After speaking with the client about their situation, it was clear this case would be a tough assignment. The couple want to increase their loan on their rental property, which will be used
as a deposit to purchase their owner-occupied home in Australia. The remaining amount will be funded in Australia. Hence, there is an increase in their overall loan in New Zealand and a new loan will be taken in Australia. Their existing bank had already denied their request; hence the loan will need to be refinanced to a bank that can provide the additional funds.
The next hurdle is their combined income. At the time of this case, most banks only took overseas income from those who hold a New Zealand Citizenship or Permanent Residency. Also, their net overseas income is scaled at 70%. This made it difficult to prove to the banks they could afford the new loan, and prove they can manage the new loan in Australia.
The usual scenario would be to get a loan through a first-tier lender such as ASB, ANZ, WestPac, etc. If this is not fruitful, the next place would be a second-tier lender such as DBR, RESIMAC, etc. So, what is the difference between the two? Second-tier lenders take high risk clients, those who are rejected from first-tier lenders due to income or increased debt levels. As a result, they charge a higher interest rate, usually principal and interest, as they are taking a higher risk.
For these clients, second-tier lender was not suitable as they would not be able to afford the repayments nor will they be able to refinance the loan a year later. Another issue is their LVR; second-tier lenders lend only 50% of the security value compared to first-tier lenders. Second-tier lenders rely more on asset lending and therefore those with highly valued assets are far more likely to benefit from second-tier lenders. The clients in this scenario own only one property, which is not highly valued and will not provide them the funds they want if they were to go to a second-tier lender.
Since second-tier lenders were out of the picture our only option was to apply to each first-tier lender that was open to overseas income earners.
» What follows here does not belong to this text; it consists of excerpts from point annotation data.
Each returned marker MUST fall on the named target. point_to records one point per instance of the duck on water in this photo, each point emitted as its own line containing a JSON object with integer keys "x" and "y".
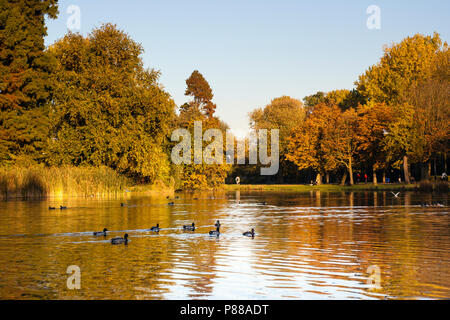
{"x": 155, "y": 228}
{"x": 120, "y": 240}
{"x": 215, "y": 232}
{"x": 249, "y": 233}
{"x": 101, "y": 233}
{"x": 189, "y": 227}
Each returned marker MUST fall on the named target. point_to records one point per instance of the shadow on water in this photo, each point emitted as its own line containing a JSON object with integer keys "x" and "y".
{"x": 307, "y": 245}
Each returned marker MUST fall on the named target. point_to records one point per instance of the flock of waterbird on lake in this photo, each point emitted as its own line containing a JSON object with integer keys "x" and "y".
{"x": 216, "y": 232}
{"x": 188, "y": 227}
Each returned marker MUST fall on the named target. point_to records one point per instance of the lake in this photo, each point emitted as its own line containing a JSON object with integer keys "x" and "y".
{"x": 314, "y": 245}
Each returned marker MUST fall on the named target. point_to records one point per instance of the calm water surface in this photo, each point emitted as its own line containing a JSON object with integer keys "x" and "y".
{"x": 308, "y": 246}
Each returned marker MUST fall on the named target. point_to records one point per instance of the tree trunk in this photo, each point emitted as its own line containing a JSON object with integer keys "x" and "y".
{"x": 344, "y": 178}
{"x": 350, "y": 171}
{"x": 319, "y": 179}
{"x": 445, "y": 162}
{"x": 406, "y": 170}
{"x": 435, "y": 171}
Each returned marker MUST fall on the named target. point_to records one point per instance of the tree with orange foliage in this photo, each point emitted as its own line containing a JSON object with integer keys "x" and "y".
{"x": 307, "y": 144}
{"x": 340, "y": 144}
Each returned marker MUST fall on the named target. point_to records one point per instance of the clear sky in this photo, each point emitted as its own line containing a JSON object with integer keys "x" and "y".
{"x": 251, "y": 51}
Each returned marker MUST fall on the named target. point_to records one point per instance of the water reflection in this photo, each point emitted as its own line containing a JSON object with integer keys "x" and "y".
{"x": 307, "y": 245}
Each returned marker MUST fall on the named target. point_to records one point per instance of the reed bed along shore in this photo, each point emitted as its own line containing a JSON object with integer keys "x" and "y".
{"x": 40, "y": 181}
{"x": 427, "y": 186}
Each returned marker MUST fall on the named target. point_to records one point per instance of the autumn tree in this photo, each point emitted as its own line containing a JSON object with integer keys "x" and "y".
{"x": 204, "y": 175}
{"x": 402, "y": 65}
{"x": 340, "y": 141}
{"x": 283, "y": 113}
{"x": 431, "y": 100}
{"x": 25, "y": 78}
{"x": 308, "y": 141}
{"x": 374, "y": 120}
{"x": 108, "y": 109}
{"x": 199, "y": 89}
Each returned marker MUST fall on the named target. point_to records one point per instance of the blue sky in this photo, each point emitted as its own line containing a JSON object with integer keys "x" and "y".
{"x": 252, "y": 51}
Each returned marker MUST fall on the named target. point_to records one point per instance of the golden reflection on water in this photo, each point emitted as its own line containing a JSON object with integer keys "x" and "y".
{"x": 312, "y": 245}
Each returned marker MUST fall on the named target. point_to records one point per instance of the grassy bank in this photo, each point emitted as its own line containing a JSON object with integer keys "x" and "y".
{"x": 40, "y": 181}
{"x": 324, "y": 187}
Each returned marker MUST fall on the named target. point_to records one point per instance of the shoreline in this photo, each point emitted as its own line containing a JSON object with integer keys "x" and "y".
{"x": 323, "y": 187}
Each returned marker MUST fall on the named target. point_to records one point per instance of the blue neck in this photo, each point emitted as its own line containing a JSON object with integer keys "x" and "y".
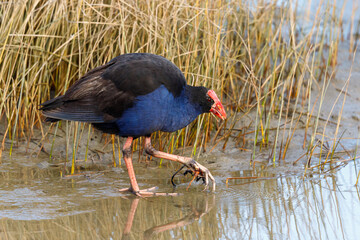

Each bank had their own issue with the application; funds going to Australia, low income after scaling, and the potential new loan in Australia. After many phone calls and emails, we got a letter of offer from SBS Bank. SBS Bank had different policies for overseas NZ citizens. Specifically, their income scaling was less compared to other banks and they required a Power of Attorney (POA) for the clients whilst they resided overseas. POA is a declaration by the clients which will allow someone else to act on their behalf. In this case, the bank needed someone in NZ who would act on their behalf while they were in Australia. Once this was completed and all conditions were satisfied they settled soon after.
In summary, it is possible to get a loan in NZ as an overseas income earner. The main hurdles are the income scaling policy, POA depending on which bank, level of debt and whether the funds are to be transferred overseas. In this scenario, a portion of the funds were transferred and the bank allowed it. Restrictions in NZ will get stricter, but there are still scenarios that can allow overseas income earners gain an approval for a loan.